The request came a week after violent clashes between large crowds of Black Lives Matter protesters and federal and local law enforcement near the White House, which led the Secret Service to rush President Donald Trump to an underground bunker.
"Due to the significant and unprecedented events occurring in the National Capital Region, the U.S. Secret Service is requesting the support from the U.S. Customs and Border Protection Air and Marine Operations," Cheatle wrote. "CBP's participation in the operational security plan is vital."
The Post reported that the Secret Service later decided that the helicopter wouldn't be needed, but CBP did provide the agency with live footage from a surveillance plane monitoring protests in D.C.
The letter further documents the federal response to widespread protests and unrest throughout the country following the police killing of George Floyd in Minneapolis in May. Multiple federal agencies deployed surveillance aircraft to monitor protests and riots. CBP deployed a surveillance drone over Minneapolis. The FBI flew aircraft equipped with infrared and electro-optical cameras—and possibly equipment known as 'dirtboxes,' which can collect cell phone location data—over Washington, D.C., and Las Vegas.
Reason's Elizabeth Nolan Brown was on the ground when a National Guard helicopter hovered dangerously low over protesters in D.C. as a "show of force." The D.C. National Guard is now investigating the incident.
Austin Evers, American Oversight's executive director, told the Post that the letter is "further evidence that the Trump administration sees First Amendment activities as a siege and our fellow citizens as combatants."

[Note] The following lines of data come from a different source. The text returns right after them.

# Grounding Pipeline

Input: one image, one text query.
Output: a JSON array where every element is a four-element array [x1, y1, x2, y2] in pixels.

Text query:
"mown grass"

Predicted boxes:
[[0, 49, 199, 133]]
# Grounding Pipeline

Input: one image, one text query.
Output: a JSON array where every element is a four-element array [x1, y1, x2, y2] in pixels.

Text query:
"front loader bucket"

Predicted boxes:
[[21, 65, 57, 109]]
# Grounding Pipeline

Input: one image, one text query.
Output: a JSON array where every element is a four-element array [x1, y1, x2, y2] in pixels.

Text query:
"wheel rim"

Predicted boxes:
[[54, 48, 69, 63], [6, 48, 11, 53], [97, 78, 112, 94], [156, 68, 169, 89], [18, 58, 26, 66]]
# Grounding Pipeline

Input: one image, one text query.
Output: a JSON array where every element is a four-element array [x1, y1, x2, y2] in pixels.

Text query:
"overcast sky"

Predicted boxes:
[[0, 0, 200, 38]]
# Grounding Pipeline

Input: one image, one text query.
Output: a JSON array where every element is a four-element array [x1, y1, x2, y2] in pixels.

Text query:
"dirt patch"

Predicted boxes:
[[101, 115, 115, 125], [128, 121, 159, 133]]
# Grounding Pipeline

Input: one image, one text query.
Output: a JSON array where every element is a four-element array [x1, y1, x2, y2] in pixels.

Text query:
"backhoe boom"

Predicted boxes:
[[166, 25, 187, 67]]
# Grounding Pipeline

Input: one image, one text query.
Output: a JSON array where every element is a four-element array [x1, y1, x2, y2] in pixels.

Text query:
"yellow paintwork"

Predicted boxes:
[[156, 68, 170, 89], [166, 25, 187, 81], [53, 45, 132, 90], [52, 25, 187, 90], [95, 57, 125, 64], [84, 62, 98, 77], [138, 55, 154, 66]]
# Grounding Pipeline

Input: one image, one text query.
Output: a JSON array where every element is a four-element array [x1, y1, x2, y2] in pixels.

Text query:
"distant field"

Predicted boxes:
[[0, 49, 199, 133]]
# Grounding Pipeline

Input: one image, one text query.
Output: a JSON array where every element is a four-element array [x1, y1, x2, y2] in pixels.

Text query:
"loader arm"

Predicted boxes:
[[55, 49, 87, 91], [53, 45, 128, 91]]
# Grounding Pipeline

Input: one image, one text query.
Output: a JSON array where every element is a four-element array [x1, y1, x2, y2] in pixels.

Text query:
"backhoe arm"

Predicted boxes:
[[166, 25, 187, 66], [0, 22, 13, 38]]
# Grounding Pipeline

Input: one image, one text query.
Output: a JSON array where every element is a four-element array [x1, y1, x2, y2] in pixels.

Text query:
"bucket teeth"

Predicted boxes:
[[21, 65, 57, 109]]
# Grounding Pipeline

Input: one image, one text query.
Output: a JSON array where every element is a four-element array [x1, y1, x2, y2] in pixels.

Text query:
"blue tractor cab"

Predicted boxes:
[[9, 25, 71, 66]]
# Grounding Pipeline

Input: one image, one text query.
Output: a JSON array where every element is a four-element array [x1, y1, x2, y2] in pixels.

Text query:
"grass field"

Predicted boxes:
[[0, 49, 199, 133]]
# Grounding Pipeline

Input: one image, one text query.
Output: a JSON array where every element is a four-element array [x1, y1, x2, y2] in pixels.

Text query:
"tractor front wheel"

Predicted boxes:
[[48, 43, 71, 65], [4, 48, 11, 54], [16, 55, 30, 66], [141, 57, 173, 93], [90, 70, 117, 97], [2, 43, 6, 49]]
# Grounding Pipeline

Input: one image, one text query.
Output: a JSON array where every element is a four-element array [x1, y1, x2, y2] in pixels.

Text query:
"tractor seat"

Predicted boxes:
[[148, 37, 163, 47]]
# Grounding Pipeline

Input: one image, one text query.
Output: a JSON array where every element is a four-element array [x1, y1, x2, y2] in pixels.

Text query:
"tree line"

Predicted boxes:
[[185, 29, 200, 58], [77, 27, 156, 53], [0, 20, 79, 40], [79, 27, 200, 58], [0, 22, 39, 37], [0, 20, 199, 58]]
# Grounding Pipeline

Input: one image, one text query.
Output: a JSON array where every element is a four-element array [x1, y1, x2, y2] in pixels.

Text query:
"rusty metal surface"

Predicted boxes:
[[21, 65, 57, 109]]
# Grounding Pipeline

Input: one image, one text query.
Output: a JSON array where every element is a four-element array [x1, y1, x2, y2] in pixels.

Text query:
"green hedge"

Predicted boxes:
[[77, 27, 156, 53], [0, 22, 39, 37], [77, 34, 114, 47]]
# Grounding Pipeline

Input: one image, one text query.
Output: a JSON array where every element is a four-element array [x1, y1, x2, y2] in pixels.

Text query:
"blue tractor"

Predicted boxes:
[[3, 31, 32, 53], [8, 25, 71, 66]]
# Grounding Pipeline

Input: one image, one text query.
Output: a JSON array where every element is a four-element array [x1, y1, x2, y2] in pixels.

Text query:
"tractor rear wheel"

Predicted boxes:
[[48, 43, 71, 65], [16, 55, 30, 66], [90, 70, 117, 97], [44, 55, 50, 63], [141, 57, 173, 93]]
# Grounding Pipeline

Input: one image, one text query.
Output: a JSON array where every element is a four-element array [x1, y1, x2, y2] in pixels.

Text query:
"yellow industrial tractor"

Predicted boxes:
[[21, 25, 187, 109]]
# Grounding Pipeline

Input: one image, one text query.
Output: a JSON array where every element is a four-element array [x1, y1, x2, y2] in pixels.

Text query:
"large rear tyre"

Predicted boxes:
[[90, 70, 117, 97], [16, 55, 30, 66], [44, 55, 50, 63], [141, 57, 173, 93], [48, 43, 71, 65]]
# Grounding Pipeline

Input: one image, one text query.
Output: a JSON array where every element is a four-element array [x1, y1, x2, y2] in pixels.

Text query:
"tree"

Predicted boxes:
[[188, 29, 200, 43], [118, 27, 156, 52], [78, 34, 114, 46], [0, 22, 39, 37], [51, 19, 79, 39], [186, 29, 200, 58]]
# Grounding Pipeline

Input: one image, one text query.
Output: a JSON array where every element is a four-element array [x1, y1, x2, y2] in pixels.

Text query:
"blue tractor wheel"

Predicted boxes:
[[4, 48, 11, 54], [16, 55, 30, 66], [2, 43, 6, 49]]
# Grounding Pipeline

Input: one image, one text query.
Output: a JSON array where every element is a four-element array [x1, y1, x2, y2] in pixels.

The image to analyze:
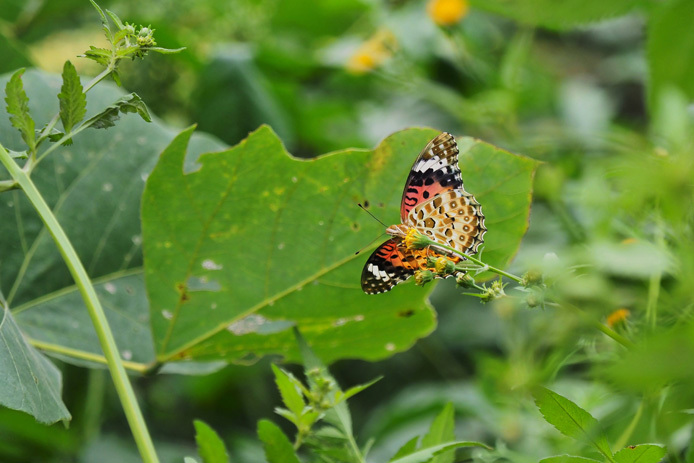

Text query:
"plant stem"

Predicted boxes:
[[0, 143, 160, 463], [29, 338, 151, 374], [423, 237, 524, 283]]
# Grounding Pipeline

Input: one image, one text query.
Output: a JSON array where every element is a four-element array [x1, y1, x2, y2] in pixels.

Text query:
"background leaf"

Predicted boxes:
[[540, 456, 602, 463], [257, 419, 301, 463], [533, 387, 612, 458], [646, 0, 694, 111], [194, 419, 230, 463], [613, 444, 666, 463], [420, 403, 456, 463], [470, 0, 646, 30], [141, 126, 537, 365], [0, 69, 224, 371], [0, 304, 70, 424]]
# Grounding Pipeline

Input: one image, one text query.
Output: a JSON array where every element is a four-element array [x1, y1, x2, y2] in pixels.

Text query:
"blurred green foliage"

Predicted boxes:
[[1, 0, 694, 462]]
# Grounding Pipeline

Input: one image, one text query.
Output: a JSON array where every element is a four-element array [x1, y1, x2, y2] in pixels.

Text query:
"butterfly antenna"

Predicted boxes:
[[357, 203, 388, 228], [354, 232, 388, 255]]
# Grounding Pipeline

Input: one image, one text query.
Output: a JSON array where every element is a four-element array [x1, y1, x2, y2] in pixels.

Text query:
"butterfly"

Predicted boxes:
[[361, 132, 486, 294]]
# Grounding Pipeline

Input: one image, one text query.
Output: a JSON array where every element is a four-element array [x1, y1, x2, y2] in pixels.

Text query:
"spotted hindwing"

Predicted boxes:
[[361, 240, 427, 294], [360, 239, 464, 294], [400, 132, 462, 222], [409, 189, 486, 256]]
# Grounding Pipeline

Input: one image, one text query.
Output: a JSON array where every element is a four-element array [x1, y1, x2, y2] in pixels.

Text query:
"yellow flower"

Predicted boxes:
[[346, 29, 397, 74], [414, 270, 435, 286], [434, 256, 456, 275], [606, 308, 630, 328], [427, 0, 469, 26], [404, 228, 431, 250]]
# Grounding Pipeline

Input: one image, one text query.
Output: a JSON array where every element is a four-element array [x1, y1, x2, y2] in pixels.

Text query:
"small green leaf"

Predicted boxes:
[[420, 403, 456, 463], [271, 364, 306, 418], [4, 68, 36, 151], [613, 444, 667, 463], [105, 9, 126, 30], [147, 46, 187, 54], [83, 93, 151, 130], [58, 61, 87, 135], [390, 436, 420, 461], [193, 420, 229, 463], [533, 387, 612, 459], [8, 149, 28, 159], [337, 376, 381, 403], [82, 46, 112, 67], [88, 0, 112, 42], [540, 456, 602, 463], [257, 419, 301, 463], [389, 441, 491, 463]]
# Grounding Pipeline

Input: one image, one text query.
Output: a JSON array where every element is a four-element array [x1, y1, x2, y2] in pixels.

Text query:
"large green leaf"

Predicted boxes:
[[142, 125, 537, 364], [0, 69, 224, 371], [470, 0, 646, 30], [0, 304, 70, 424], [646, 0, 694, 111]]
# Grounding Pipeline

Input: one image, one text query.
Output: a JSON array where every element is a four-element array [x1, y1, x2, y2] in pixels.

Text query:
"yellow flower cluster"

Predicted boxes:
[[427, 0, 469, 26], [346, 29, 397, 74]]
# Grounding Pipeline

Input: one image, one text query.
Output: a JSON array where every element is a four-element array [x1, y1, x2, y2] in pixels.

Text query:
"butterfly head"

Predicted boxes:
[[385, 223, 409, 238]]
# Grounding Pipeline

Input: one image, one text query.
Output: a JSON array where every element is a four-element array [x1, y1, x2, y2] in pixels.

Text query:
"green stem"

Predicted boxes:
[[423, 237, 523, 283], [0, 144, 160, 463], [555, 302, 634, 349], [29, 338, 151, 374], [614, 399, 644, 450], [646, 218, 664, 330]]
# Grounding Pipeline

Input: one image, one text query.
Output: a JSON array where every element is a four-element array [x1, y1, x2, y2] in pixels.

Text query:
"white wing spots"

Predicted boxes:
[[202, 259, 223, 270], [122, 350, 133, 360], [104, 282, 117, 294], [162, 310, 173, 320], [385, 343, 396, 351], [102, 183, 113, 192]]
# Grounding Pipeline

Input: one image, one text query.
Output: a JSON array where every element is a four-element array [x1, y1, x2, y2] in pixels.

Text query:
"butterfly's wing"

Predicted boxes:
[[410, 188, 486, 256], [361, 239, 425, 294], [361, 239, 463, 294], [400, 132, 462, 222]]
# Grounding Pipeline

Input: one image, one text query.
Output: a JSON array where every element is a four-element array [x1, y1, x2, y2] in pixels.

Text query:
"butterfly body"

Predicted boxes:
[[361, 132, 486, 294]]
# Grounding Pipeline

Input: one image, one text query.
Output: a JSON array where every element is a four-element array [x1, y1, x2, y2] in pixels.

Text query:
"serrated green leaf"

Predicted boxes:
[[104, 9, 125, 30], [193, 420, 229, 463], [88, 0, 112, 42], [646, 0, 694, 112], [389, 441, 491, 463], [257, 419, 301, 463], [271, 364, 305, 418], [533, 387, 612, 458], [1, 69, 224, 372], [470, 0, 645, 30], [82, 46, 112, 67], [58, 61, 86, 135], [141, 126, 538, 365], [0, 304, 71, 424], [540, 456, 602, 463], [390, 436, 420, 461], [8, 149, 27, 159], [613, 444, 667, 463], [420, 403, 456, 463], [83, 93, 151, 130], [4, 68, 35, 151], [337, 376, 381, 403]]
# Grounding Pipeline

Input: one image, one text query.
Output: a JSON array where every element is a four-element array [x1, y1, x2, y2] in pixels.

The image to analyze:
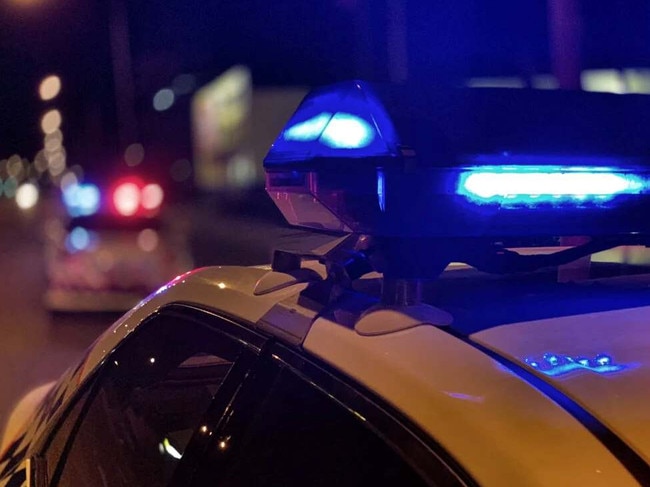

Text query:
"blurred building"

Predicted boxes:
[[191, 66, 307, 192]]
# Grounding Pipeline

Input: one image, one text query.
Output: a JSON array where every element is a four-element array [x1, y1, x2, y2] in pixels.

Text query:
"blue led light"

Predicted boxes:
[[63, 183, 101, 217], [377, 168, 386, 211], [320, 113, 375, 149], [524, 352, 635, 378], [283, 111, 376, 149], [66, 226, 92, 253], [265, 81, 398, 164], [458, 166, 646, 205], [283, 113, 332, 142]]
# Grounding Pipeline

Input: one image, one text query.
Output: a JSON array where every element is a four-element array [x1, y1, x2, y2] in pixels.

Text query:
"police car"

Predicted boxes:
[[44, 176, 193, 312], [3, 81, 650, 486]]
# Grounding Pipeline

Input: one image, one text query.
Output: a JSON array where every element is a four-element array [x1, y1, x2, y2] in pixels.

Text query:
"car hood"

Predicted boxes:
[[471, 305, 650, 463]]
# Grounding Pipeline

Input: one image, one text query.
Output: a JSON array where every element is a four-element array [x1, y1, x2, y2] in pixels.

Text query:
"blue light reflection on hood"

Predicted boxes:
[[524, 353, 637, 378]]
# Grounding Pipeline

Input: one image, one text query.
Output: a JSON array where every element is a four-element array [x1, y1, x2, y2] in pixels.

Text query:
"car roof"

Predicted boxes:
[[45, 262, 647, 486]]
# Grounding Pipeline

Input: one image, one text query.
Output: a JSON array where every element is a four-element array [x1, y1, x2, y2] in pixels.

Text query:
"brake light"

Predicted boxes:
[[141, 183, 164, 210], [113, 182, 140, 216], [111, 179, 164, 217]]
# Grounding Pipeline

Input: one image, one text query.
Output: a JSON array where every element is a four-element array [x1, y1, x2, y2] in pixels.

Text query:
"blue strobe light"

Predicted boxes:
[[284, 112, 376, 149], [458, 166, 646, 205]]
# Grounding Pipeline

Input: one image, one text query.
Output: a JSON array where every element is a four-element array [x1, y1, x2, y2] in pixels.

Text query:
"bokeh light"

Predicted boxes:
[[41, 109, 62, 134], [47, 148, 66, 176], [113, 182, 140, 216], [39, 75, 62, 101], [63, 183, 100, 217], [34, 151, 49, 173], [60, 171, 78, 189], [141, 183, 163, 210], [124, 143, 145, 166], [137, 228, 159, 252], [44, 130, 63, 151], [153, 88, 175, 111], [67, 227, 91, 252], [7, 155, 24, 179], [16, 182, 39, 209], [3, 178, 18, 198]]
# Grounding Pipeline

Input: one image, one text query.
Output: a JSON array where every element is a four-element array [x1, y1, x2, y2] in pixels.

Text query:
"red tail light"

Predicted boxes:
[[113, 182, 140, 216], [141, 183, 164, 211], [111, 179, 164, 217]]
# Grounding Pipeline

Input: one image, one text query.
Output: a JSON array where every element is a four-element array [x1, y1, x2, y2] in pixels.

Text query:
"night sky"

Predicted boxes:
[[0, 0, 361, 164], [2, 0, 650, 170]]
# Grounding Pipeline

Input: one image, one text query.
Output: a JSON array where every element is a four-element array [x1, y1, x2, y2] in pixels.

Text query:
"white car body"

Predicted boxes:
[[2, 259, 650, 486]]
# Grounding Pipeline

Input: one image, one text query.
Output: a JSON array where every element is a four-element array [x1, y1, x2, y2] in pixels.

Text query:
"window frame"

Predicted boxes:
[[267, 342, 477, 487], [188, 340, 476, 487], [37, 303, 268, 487]]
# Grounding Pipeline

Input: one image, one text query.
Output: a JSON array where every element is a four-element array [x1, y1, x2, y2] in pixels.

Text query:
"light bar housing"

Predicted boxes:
[[264, 81, 650, 238]]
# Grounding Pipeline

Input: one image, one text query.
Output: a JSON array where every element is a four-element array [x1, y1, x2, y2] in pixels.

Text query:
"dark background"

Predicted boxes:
[[2, 0, 650, 182]]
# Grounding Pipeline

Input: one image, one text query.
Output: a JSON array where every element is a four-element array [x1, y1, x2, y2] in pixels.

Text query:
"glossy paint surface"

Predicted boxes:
[[305, 318, 638, 486], [474, 305, 650, 464]]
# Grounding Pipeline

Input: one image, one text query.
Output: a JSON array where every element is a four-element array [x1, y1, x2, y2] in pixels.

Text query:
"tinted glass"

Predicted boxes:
[[52, 312, 244, 487], [43, 387, 91, 483], [202, 367, 429, 487]]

The Secret Service has suffered several embarrassing White House breaches over the past decade, and it was caught off guard by the intensity of the protests. However, the Trump administration's response to the George Floyd protests—using anonymous federal law enforcement officers, snatching protesters off the street in unmarked vans, and using spy planes—has also showed the militarization and mission creep at the Department of Homeland Security, and why there were legitimate concerns over creating DHS in the first place.